Après débats à l’audience du 11 Octobre 2024, a rendu l’ordonnance de référé suivante, mise à disposition conformément à l’article 450 et suivants du Code de Procédure Civile, les parties ayant été avisées préalablement ;
ENTRE :
DEMANDEURS
Mme [E] [S], demeurant [Adresse 5]
comparante en personne
M. [B] [M], demeurant [Adresse 5]
comparant en personne
ET
DÉFENDERESSE
Mme [W] [N] épouse [I], demeurant [Adresse 6]
non comparante, ni représentée
EXPOSE DU LITIGE
Par contrat du 06 juillet 2022, [E] [S] et [B] [M] ont donné à bail à [W] [N] un appartement à usage d’habitation sis [Adresse 2] (appartement n°210) à [Localité 7] assorti de deux garages (n°65 et 66), d’une surface habitable de 57.83m² et moyennant un loyer mensuel initial de 690 euros, outre une provision sur charges mensuelle de 120 euros.
Invoquant un arriéré locatif, [E] [S] et [B] [M] ont fait signifier à [W] [N] épouse [I] un commandement de payer et d’avoir à justifier d’une assurance visant la clause résolutoire le 26 avril 2024.
Par exploit du 26 juillet 2024, [E] [S] et [B] [M] ont finalement fait assigner [W] [N] épouse [I] devant le juge des contentieux de la protection statuant en référé, sollicitant :
— le constat de l’acquisition de la clause résolutoire, donc de la résolution de plein droit du bail,
— l’expulsion de corps et de biens de [W] [N] épouse [I]et de tout occupant de son chef, au besoin avec l’assistance d’un serrurier et de la force publique,
— la condamnation de [W] [N] épouse [I] au paiement de :
* la somme provisionnelle de 9 894 euros au titre de l’arriéré locatif, somme à parfaire, et ce avec intérêts,
* une indemnité d’occupation mensuelle égale au montant indexé du loyer et de la provision sur charge, et ce jusqu’à la libération effective du logement et avec intérêts,
* la somme de 600 euros au titre de l’article 700 du Code de procédure civile,
* les frais et dépens de la présente instance, en ce compris le coût du commandement de payer et de sa dénonce à la CCAPEX, de l’assignation et des actes signifiés dans le cadre de mesures conservatoires prises sur ses biens et valeurs mobilières.
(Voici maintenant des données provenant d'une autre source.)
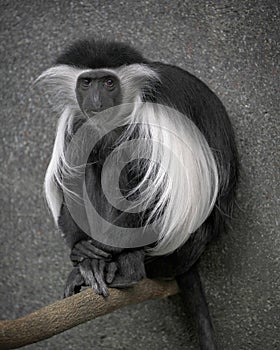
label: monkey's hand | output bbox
[64,240,117,297]
[109,249,146,288]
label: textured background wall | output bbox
[0,0,280,350]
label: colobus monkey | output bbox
[38,40,238,349]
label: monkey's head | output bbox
[75,69,122,116]
[38,40,158,118]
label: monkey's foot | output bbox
[109,249,146,288]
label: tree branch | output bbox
[0,279,179,350]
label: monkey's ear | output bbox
[34,65,83,111]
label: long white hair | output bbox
[38,64,219,255]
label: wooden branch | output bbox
[0,279,179,350]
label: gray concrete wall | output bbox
[0,0,280,350]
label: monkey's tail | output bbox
[176,264,218,350]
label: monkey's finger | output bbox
[63,267,85,298]
[73,241,112,259]
[91,260,109,297]
[70,250,85,264]
[79,259,100,294]
[106,261,118,283]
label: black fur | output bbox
[52,40,239,349]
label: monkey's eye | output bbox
[80,78,91,88]
[104,78,115,89]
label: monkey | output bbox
[38,39,239,349]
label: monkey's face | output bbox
[76,70,122,117]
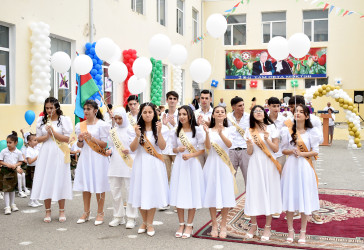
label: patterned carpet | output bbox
[194,189,364,249]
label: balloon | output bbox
[72,55,93,75]
[268,36,289,61]
[128,75,147,95]
[50,51,71,73]
[288,33,311,58]
[95,37,116,61]
[133,57,153,78]
[168,44,188,66]
[108,61,128,83]
[149,34,171,60]
[16,137,24,150]
[24,110,35,126]
[206,13,227,38]
[190,58,211,83]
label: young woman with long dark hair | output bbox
[31,97,73,223]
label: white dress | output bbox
[244,124,282,216]
[73,120,111,193]
[128,126,169,210]
[170,127,205,209]
[31,116,73,201]
[203,127,236,208]
[281,128,321,215]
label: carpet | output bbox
[193,189,364,249]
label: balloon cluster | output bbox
[85,42,103,104]
[249,80,258,88]
[123,49,137,105]
[305,85,362,149]
[29,22,51,104]
[150,57,163,106]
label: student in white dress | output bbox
[107,107,138,229]
[31,97,73,223]
[203,106,236,238]
[73,100,111,226]
[281,105,320,244]
[129,103,169,236]
[170,105,205,239]
[244,105,282,241]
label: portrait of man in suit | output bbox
[252,51,274,75]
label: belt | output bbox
[231,148,246,151]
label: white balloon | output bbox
[72,55,93,75]
[108,61,128,83]
[190,58,211,83]
[95,37,116,62]
[206,13,227,38]
[268,36,289,61]
[50,51,71,73]
[133,57,153,78]
[168,44,188,66]
[128,75,147,95]
[288,33,311,58]
[149,34,172,60]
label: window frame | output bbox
[222,13,248,46]
[261,11,287,44]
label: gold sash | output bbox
[143,135,164,163]
[249,128,282,174]
[211,142,239,194]
[80,121,107,156]
[110,128,133,168]
[227,114,245,138]
[47,120,71,164]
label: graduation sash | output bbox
[80,121,107,156]
[143,135,164,163]
[249,128,282,174]
[296,131,318,187]
[211,142,239,194]
[227,114,245,138]
[47,120,71,164]
[110,128,133,168]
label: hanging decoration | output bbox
[123,49,137,107]
[304,85,362,149]
[29,22,51,104]
[150,57,163,106]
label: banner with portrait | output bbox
[225,48,326,79]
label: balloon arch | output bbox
[304,85,362,149]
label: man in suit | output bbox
[252,51,274,75]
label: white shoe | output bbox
[109,217,125,227]
[125,219,135,229]
[4,207,11,214]
[11,204,19,212]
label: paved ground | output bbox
[0,141,364,249]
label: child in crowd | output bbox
[0,131,24,214]
[25,133,43,207]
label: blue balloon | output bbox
[24,110,35,126]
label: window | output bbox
[0,25,10,104]
[157,0,166,26]
[262,12,286,43]
[224,15,246,45]
[131,0,144,15]
[225,80,246,90]
[50,37,72,104]
[305,78,329,89]
[177,0,185,35]
[303,10,329,42]
[263,79,286,89]
[161,65,168,104]
[192,9,198,39]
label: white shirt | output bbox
[0,148,24,164]
[25,147,39,166]
[227,112,250,149]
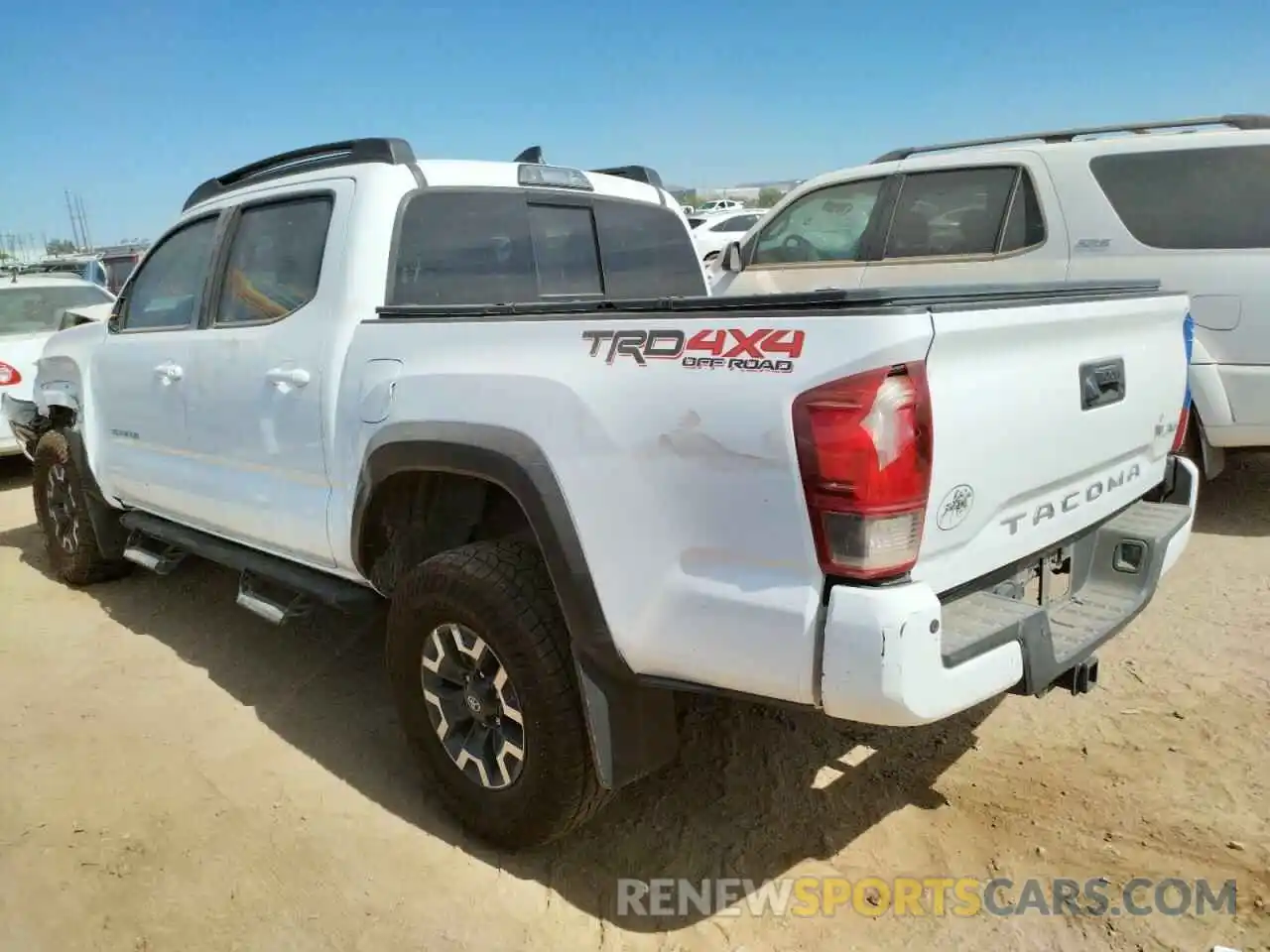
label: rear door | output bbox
[861,160,1068,289]
[913,292,1187,591]
[179,178,354,565]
A l’audience du 11 octobre 2024, [E] [S] et [B] [M] ont maintenu l’ensemble de leurs demandes dans les termes de l’assignation sous réserve de l’actualisation de la dette locative à hauteur de 13 774 euros, ajoutant avoir posé des congés pour se présenter à l’audience et évoquant le refus de la locataire à laisser intervenir un plombier dans l’appartement alors qu’un dégât des eaux serait survenu dans l’appartement.
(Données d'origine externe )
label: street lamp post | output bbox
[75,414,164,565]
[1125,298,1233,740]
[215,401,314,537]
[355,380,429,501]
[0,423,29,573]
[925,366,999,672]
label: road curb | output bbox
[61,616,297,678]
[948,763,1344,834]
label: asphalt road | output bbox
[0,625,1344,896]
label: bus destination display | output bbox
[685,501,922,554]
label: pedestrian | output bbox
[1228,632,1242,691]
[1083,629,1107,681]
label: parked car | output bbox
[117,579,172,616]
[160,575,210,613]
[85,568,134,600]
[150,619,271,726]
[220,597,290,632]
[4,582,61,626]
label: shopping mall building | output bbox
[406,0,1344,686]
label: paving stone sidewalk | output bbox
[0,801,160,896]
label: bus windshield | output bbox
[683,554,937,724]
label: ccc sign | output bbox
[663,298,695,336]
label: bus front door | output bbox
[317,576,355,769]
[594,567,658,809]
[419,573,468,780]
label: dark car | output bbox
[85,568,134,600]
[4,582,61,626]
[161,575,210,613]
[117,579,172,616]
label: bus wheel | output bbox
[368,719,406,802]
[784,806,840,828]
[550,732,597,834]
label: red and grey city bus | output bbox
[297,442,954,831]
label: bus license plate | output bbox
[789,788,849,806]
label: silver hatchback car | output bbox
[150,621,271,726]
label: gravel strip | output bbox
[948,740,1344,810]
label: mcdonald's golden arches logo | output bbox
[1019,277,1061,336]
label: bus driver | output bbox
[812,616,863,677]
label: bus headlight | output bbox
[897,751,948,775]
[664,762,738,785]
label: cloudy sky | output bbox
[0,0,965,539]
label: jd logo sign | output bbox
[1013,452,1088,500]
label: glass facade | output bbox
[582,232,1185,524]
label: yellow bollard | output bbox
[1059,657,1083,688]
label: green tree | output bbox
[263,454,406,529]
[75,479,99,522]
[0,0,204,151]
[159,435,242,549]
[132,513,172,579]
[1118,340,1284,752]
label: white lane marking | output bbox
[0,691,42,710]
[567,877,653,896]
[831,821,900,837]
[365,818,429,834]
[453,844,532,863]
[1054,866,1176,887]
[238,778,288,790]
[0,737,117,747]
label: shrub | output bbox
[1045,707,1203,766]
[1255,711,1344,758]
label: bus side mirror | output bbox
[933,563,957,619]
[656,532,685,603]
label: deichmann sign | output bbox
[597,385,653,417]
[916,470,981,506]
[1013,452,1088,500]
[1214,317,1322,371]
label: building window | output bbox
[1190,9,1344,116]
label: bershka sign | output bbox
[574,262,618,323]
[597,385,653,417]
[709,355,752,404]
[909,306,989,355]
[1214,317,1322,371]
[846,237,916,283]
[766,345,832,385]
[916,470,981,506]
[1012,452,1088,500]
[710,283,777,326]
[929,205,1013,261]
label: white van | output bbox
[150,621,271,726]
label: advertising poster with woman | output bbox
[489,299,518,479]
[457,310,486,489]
Convoquée par assignation remise à étude, [W] [N] épouse [I] n’a pas comparu à l’audience et ne s’y est pas faite représenter.
L’affaire a été mise en délibéré au 06 décembre 2024.
MOTIFS
Sur la résiliation :
— Sur la recevabilité de l’action :
Une copie de l’assignation a été notifiée à la préfecture de Haute-Garonne par la voie électronique le 29 juillet 2024, soit plus de six semaines avant l’audience, conformément à l’article 24 III de la loi du 06 juillet 1989.
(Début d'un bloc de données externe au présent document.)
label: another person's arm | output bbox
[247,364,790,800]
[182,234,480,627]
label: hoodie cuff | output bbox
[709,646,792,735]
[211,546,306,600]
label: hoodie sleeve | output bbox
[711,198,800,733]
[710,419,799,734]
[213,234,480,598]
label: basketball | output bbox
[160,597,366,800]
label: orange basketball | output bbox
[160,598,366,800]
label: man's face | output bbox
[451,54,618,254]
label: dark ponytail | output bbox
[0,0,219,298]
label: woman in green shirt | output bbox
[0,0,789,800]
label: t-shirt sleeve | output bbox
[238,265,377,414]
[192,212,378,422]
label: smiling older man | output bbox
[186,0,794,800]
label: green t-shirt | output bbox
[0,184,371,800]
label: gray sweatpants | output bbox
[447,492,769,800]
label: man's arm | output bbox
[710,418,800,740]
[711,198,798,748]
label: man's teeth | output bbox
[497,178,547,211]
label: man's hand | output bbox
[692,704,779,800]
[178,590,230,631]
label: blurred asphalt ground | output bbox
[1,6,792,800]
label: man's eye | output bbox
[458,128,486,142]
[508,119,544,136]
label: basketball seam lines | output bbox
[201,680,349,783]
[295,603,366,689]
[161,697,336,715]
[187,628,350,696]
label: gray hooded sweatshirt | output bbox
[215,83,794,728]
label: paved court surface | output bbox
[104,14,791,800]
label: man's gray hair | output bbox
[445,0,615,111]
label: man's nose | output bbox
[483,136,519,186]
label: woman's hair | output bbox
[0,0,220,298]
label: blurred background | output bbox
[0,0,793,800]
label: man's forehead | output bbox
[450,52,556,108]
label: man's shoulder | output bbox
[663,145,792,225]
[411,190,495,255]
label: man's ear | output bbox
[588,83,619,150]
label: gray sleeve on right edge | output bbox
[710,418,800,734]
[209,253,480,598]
L’action est donc recevable.
— Sur l’acquisition des effets la clause résolutoire :
L’article 24 I de la loi du 06 juillet 1989 dans sa version applicable au litige (cf. Civ. 3ème, avis du 13/06/2024, n°24-70.002) dispose notamment que « toute clause prévoyant la résiliation de plein droit du contrat de location pour défaut de paiement du loyer ou des charges aux termes convenus ou pour non-versement du dépôt de garantie ne produit effet que deux mois après un commandement de payer demeuré infructueux ».
Le bail conclu le 06 juillet 2022 contient une clause résolutoire (article VII) et un commandement de payer visant cette clause a été signifié le 26 avril 2024 pour la somme en principal de 7 954 euros.
C’est à tort que ce commandement de payer a mentionné un délai de six semaines pour apurer la dette alors que la clause résolutoire du contrat principal mentionne deux mois et que la loi du 27 juillet 2023 ne déroge pas aux règles civiles de l’application de la loi dans le temps. Il convient donc de retenir le délai de deux mois découlant non seulement des dispositions légales en vigueur au moment de la conclusion du contrat mais également des stipulations contractuelles acceptées par les parties.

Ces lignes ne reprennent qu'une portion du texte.